Juan Soto, el héroe dominicano que no cree en la maldición del segundo año

El patrullero de los Nacionales se convirtió en figura protagónica de su equipo en el inicio de los playoffs y nuevamente envió un mensaje fuerte y claro sobre su peligrosa precocidad

Juan Soto tiene 20 años de nacido y nunca había aparecido en un juego de postemporada en las Grandes Ligas. Vaya, que a esa edad casi nadie está en las Mayores, no digamos ya protagonizando en el medio de un lineup. Pero este martes, en el Nationals Park, envió un mensaje claro y fuerte a todos los que todavía no saben de su talento: mejor cuídense de su peligrosa precocidad.

La joven sensación de República Dominicana no cree en la maldición del segundo año. En un deporte lleno de cábalas y supersticiones, vivió una temporada mejor incluso que la de 2018, cuando hizo su debut en la MLB. Y Washington celebra que haya trasladado a octubre su fiesta.

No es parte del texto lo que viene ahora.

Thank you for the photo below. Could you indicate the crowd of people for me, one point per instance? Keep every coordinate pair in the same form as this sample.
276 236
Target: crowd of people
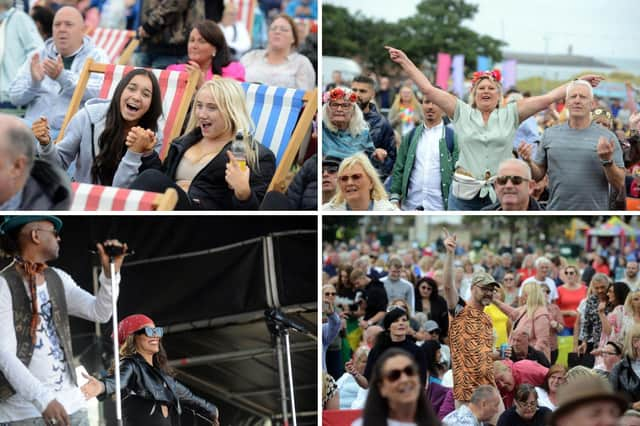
500 150
116 141
453 335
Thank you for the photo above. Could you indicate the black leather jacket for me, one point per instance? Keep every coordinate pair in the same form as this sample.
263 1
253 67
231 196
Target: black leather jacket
148 382
623 379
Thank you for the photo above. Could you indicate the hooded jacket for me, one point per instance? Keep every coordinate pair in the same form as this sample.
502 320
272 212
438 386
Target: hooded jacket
80 143
51 98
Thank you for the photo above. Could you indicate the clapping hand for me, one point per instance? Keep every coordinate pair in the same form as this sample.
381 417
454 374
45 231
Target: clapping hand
140 140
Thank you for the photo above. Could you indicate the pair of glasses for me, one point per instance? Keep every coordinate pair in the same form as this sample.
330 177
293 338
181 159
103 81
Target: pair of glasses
150 331
53 231
393 375
516 180
336 105
354 177
525 404
600 111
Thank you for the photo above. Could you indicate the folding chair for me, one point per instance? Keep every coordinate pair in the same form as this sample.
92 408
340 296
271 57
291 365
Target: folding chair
283 119
176 87
113 42
245 12
88 197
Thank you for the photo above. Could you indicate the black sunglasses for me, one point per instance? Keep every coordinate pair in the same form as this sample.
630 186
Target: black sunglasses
150 331
393 375
516 180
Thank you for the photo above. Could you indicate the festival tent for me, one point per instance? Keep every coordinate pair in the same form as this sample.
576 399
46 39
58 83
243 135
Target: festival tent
209 281
614 231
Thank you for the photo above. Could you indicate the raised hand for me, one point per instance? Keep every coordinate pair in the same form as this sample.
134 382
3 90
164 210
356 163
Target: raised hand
41 130
140 140
449 241
53 67
37 72
605 148
593 79
92 388
525 151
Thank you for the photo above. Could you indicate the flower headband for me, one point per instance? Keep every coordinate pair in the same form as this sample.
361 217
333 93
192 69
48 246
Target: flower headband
494 75
339 93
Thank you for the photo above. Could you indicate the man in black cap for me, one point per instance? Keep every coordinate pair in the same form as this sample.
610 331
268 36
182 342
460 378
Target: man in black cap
330 167
37 375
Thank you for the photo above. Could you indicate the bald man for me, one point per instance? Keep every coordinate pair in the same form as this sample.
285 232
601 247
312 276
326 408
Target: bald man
27 183
47 79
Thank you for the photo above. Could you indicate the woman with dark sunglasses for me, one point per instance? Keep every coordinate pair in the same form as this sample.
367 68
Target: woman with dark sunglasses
396 396
150 394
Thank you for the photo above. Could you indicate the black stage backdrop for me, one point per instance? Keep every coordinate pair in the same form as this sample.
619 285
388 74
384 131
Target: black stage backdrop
213 268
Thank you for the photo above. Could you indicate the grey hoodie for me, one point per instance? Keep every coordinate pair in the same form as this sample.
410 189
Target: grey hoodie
79 145
51 98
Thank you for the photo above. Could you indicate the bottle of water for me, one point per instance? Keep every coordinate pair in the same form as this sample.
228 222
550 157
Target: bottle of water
238 150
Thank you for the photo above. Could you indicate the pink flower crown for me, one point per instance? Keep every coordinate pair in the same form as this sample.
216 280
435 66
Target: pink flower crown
493 75
339 93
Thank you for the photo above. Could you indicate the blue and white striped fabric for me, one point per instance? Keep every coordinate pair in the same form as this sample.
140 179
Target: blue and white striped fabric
274 111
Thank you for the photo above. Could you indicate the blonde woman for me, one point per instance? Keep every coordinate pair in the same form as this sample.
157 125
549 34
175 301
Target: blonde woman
532 317
359 187
405 112
200 165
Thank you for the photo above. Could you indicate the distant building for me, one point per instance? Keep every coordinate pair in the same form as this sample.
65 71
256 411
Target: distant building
555 67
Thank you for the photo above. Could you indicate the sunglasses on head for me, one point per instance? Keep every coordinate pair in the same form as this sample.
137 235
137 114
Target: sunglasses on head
516 180
394 375
354 177
150 332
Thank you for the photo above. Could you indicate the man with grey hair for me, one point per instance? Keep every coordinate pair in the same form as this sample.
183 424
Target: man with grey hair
514 187
483 407
20 37
543 266
578 178
27 183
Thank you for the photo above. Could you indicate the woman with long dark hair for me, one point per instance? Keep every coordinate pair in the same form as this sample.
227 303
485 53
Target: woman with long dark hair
150 394
432 304
208 54
109 140
396 395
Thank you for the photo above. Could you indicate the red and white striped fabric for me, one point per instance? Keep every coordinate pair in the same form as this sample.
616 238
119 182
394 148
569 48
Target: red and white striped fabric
245 12
112 41
87 197
173 85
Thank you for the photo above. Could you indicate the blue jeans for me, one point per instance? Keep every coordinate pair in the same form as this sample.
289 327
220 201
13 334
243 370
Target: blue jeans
476 203
79 418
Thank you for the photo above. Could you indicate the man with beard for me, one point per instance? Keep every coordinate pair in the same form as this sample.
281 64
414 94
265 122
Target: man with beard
426 160
380 130
514 187
582 158
470 331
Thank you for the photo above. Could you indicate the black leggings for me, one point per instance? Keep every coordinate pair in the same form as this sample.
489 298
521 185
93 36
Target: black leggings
153 180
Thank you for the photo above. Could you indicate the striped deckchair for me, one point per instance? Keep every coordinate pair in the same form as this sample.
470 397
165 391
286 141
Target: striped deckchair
283 120
114 41
87 197
177 89
245 12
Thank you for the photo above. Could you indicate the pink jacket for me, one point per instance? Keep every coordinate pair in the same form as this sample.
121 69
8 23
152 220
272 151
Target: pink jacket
537 327
234 70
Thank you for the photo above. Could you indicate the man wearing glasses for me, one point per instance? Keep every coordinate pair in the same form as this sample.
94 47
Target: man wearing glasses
514 186
582 158
37 375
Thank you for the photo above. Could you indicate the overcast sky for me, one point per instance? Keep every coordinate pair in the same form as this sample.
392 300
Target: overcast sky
594 27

El tablazo con que sentenció la victoria de los Nacionales sobre los Cerveceros en el duelo entre los comodines de la Liga Nacional distó mucho de ser el más largo o el más fuerte que ha largado en sus dos torneos arriba. Después de todo, suma ya 56 jonrones en la gran carpa, muchos de ellos kilométricos. Pero los Nats no requerían un cuadrangular. Les bastaba con menos, aunque necesitaban más: pedían un héroe que pudiera definir un duelo casi perdido frente a uno de los cerradores más intimidantes del beisbol.

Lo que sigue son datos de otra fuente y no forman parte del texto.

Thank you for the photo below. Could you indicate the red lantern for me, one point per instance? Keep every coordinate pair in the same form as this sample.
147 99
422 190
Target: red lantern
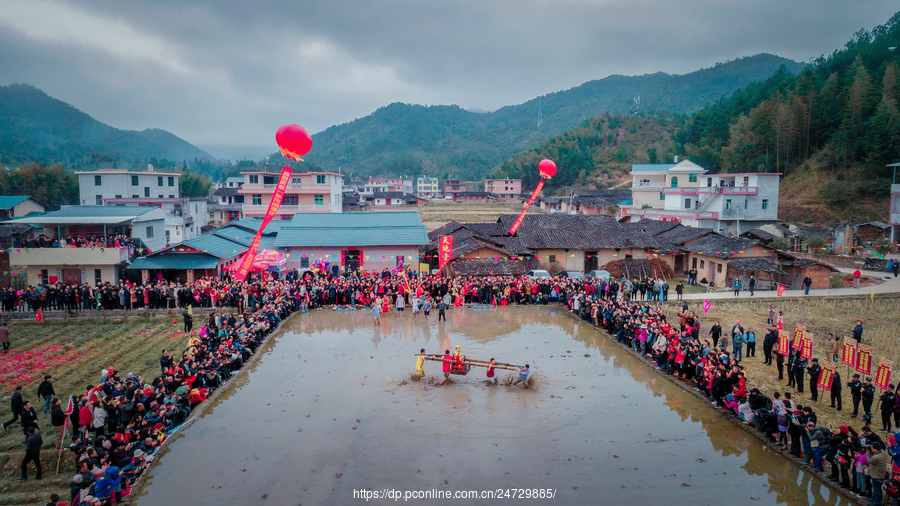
293 140
547 168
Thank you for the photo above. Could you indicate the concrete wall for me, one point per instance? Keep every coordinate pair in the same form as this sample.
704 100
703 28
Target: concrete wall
372 256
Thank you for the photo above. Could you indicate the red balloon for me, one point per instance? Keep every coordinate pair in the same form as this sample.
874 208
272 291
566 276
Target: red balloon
293 140
547 168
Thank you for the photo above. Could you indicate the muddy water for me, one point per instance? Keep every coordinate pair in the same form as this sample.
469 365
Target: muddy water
326 412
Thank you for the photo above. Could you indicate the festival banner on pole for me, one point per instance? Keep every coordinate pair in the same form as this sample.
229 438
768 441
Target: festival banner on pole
864 359
883 374
806 345
826 376
277 197
445 247
784 340
848 352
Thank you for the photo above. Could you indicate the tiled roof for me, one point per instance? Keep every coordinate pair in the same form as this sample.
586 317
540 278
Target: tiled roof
483 267
175 261
354 229
760 234
755 264
718 246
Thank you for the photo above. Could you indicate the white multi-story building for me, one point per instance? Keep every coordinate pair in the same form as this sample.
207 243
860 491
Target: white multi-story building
428 187
377 185
727 203
317 192
96 185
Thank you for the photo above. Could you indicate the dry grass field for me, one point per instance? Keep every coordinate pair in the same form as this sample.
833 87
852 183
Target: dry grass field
821 316
74 352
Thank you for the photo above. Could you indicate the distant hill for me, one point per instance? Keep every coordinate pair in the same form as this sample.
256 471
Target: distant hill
448 141
35 127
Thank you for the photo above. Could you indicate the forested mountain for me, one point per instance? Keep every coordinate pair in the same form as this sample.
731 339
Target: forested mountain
830 129
35 127
448 141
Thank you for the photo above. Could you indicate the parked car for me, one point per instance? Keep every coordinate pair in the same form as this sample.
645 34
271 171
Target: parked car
599 274
537 273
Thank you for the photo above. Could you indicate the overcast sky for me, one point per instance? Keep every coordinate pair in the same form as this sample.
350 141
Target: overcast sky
231 72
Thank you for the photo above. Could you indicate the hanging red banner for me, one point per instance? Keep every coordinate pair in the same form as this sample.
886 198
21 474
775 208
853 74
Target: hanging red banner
883 374
806 345
826 376
864 359
848 352
277 197
445 250
784 341
512 229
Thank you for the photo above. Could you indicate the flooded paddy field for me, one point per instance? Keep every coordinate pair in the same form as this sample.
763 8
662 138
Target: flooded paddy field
331 409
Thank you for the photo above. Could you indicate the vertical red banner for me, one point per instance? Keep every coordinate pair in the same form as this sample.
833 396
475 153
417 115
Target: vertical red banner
784 342
826 376
512 229
864 359
445 250
883 374
277 197
848 352
806 345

Soto fue a batear con las bases llenas y dos outs en la parte baja del octavo inning. Tres strikes más y Milwaukee se pondría a un suspiro de avanzar a la Serie Divisional. Todo era tensión, como parte de un guión que fue escrito para que el muchacho demostrara por qué hace rato usa pantalones largos.

Otro latino, el cubano Yasmani Grandal, tenía arriba a los visitantes 3 carreras por 1, después de sonarle un vuelacercas con uno a bordo a Max Scherzer, el as de los capitalinos, a quien Marcus Thames también se la sacó. Josh Hader estaba en la lomita. Es un relevista zurdo, como el quisqueyano, y especialmente incómodo frente a los rivales de su mano. Durante el torneo recién concluido ponchó a casi 17 hombres por cada nueve entradas lanzadas. Es un tirano.

Soto también. En sus dos campeonatos arriba tiene un OPS de .937 y su OPS ajustado dice que es 40 por cierto superior a la media de sus colegas. Los Nacionales necesitaban en un turno así al veterano Anthony Rendón, que en efecto fue a batear y recibió la base por bolas, o al mozo de Santo Domingo, que llegó a continuación. Y allí se resolvió el duelo.

Stephen Strasburg fue figura con su relevo en blanco de tres actos, en auxilio de Schezer. Michael Taylor tomó un pelotazo crucial en ese octavo pasaje, y Jordan Zimmerman dejó caer una bala fría detrás del cuadro, y Rendón logró las cuatro malas, alargando la vida de su equipo. Todo eso hacía falta, es verdad. Pero también faltaba el linietazo al right que vino de inmediato y que para colmo perdió Trent Grisham, para que los tres corredores llegaran al home.

Ya Soto había demostrado que estaba hecho para triunfar en las Grandes Ligas. Le faltaba demostrarlo en los playoffs.